1959(昭和34年)/2/18公開
配給:松竹 製作:松竹株式会社
武者小路実篤の原作を松山善三が脚色、馬場当が潤色したホームドラマ。原研吉が監督、森田俊保が撮影をそれぞれ担当した。
翻訳者として文学の分野に名のある仕事をもちながら、佐田正之助は下手な絵を描くことを好む男だった。彼には大学生の正蔵と、綾子という娘がいた。正蔵は友人の川上とともに、親友で事情あって刑務所にいる田方を助けるため、奔走していた。

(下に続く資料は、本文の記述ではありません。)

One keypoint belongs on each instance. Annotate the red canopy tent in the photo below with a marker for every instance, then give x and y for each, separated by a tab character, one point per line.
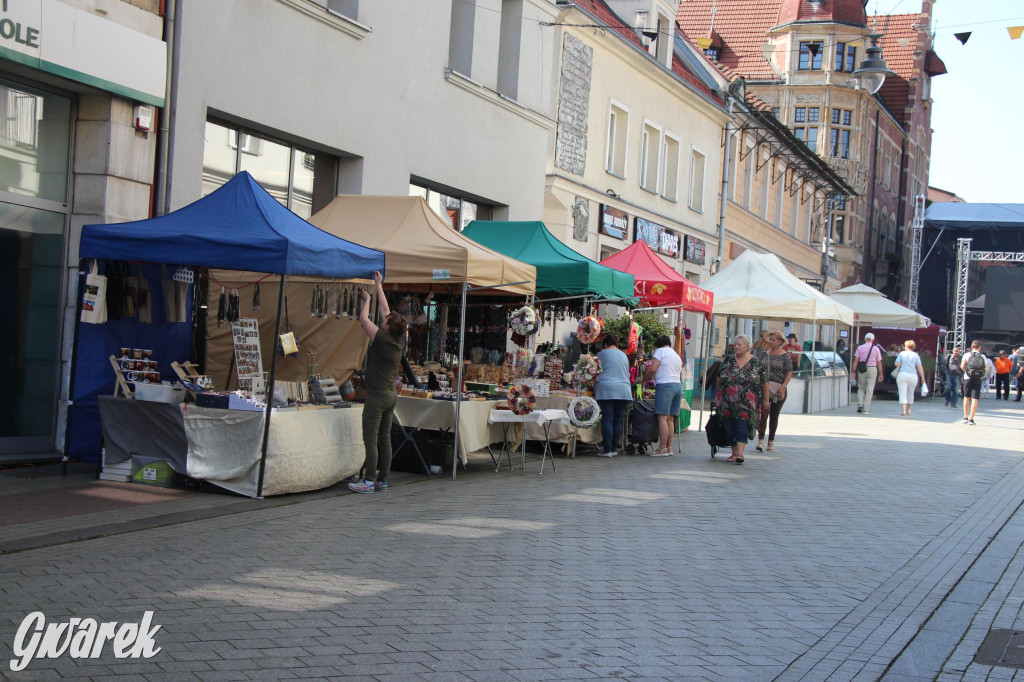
656	284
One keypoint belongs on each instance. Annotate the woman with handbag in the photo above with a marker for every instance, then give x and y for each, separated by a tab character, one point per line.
779	370
908	370
741	390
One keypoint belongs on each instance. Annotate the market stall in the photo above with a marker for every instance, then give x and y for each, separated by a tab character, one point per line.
429	260
257	449
657	286
561	274
758	286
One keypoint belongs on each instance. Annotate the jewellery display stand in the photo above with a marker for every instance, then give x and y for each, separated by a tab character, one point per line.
122	383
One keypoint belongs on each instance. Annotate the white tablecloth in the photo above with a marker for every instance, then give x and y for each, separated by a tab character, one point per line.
307	450
475	432
560	431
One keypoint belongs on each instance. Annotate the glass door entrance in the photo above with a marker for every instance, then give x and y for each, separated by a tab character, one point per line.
35	138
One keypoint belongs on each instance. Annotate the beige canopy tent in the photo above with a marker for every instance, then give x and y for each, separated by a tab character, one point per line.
419	246
870	307
758	286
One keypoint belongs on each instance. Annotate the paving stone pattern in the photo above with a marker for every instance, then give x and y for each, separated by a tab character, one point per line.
865	547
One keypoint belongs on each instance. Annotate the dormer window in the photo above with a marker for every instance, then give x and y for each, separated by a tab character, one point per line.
810	55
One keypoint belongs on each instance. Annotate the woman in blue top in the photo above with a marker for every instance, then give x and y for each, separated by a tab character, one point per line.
908	364
611	389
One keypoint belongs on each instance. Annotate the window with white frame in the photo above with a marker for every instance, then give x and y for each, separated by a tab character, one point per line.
697	163
650	147
670	168
619	121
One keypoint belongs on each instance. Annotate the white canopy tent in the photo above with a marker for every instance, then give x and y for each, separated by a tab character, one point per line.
870	307
758	286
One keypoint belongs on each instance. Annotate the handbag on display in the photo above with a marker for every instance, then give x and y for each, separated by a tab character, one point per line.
94	296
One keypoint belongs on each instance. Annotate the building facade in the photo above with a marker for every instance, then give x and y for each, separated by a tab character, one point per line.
800	57
80	89
636	154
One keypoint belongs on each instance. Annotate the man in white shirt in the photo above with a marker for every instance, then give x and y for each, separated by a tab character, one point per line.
867	357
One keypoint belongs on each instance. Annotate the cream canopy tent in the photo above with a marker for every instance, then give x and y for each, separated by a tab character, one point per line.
757	285
870	307
419	246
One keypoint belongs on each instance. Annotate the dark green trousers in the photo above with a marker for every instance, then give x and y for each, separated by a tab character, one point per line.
377	415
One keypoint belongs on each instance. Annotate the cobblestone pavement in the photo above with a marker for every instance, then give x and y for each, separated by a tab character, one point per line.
863	548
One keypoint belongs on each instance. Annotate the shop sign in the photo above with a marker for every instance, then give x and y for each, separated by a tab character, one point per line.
656	237
57	38
614	222
696	251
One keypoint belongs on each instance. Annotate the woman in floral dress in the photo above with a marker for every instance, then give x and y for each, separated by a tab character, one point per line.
742	390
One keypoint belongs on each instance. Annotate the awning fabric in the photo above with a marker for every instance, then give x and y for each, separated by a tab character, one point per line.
655	283
871	307
559	269
421	248
758	286
238	226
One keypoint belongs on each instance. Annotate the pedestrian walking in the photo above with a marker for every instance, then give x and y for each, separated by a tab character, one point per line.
1019	372
611	390
866	365
908	371
954	376
383	359
742	390
974	366
667	371
1004	366
778	368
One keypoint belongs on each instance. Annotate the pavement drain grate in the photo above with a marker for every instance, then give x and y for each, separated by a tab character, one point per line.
1001	647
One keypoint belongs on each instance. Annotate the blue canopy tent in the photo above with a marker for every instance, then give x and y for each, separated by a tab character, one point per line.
239	226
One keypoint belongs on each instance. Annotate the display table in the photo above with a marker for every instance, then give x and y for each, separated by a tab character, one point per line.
543	419
474	430
140	428
307	449
562	432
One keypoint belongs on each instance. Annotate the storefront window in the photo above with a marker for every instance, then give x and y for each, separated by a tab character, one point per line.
456	211
34	133
35	142
290	174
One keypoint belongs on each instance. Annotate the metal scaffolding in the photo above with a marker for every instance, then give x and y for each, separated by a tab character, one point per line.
955	337
916	229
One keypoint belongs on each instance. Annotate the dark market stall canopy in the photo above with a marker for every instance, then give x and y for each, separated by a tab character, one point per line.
238	226
559	269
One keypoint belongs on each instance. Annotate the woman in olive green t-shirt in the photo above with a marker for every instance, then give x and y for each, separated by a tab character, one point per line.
383	359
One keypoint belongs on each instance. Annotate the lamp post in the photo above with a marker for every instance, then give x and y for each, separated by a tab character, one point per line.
873	69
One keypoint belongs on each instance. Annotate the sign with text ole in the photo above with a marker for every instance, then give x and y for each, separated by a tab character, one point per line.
695	251
658	238
614	222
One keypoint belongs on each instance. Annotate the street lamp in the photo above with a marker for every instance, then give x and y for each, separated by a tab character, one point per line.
873	69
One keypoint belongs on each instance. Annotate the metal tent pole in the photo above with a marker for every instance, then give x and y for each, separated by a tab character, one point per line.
458	394
269	389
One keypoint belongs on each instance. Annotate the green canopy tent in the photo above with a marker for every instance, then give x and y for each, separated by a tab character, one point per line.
560	270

ある日正蔵は、田方の許婚者秀子から、職を探している友人の千津子を紹介された。継母のいる恵まれぬ家庭をもつ千津子は、淋しい心を外の生活でまぎらわそうとしていた。そんな彼女に、正蔵は心をひかれた。妹の綾子も、兄の友川上を心の中で愛していた。田方の弁護士料を支払うために、正蔵と川上の臨時の翻訳のアルバイトがはじまった。綾子はその原稿の清書をひきうけた。千津子の仕事をどうしても見つけることの出来ない正蔵は、彼女を父の絵のモデルにすることにした。正蔵と千津子、川上と綾子の、二組の男女の心は、だんだんと近づいていった。その頃千津子の家では、彼女の縁談が起こっていた。父の上役の、のっぴきならぬ関係の人の所に、後妻として入れというのだ。弱い千津子にはそれをはっきりと断わることが出来なかった。父と継母は、彼女が正蔵と行き来するのを禁じた。正蔵の悩みは、父正之助と母の敏子を心配させた。綾子は、兄のために千津子に会い、彼女をはげまして、兄への彼女の愛情を確かめた。正之助の家の居間に、彼の一家と、川上と千津子の顔がそろった。悩みや苦しみをそれぞれに持ちながらも、すこやかに育ってくれた子供たちに、正之助と敏子は感謝した。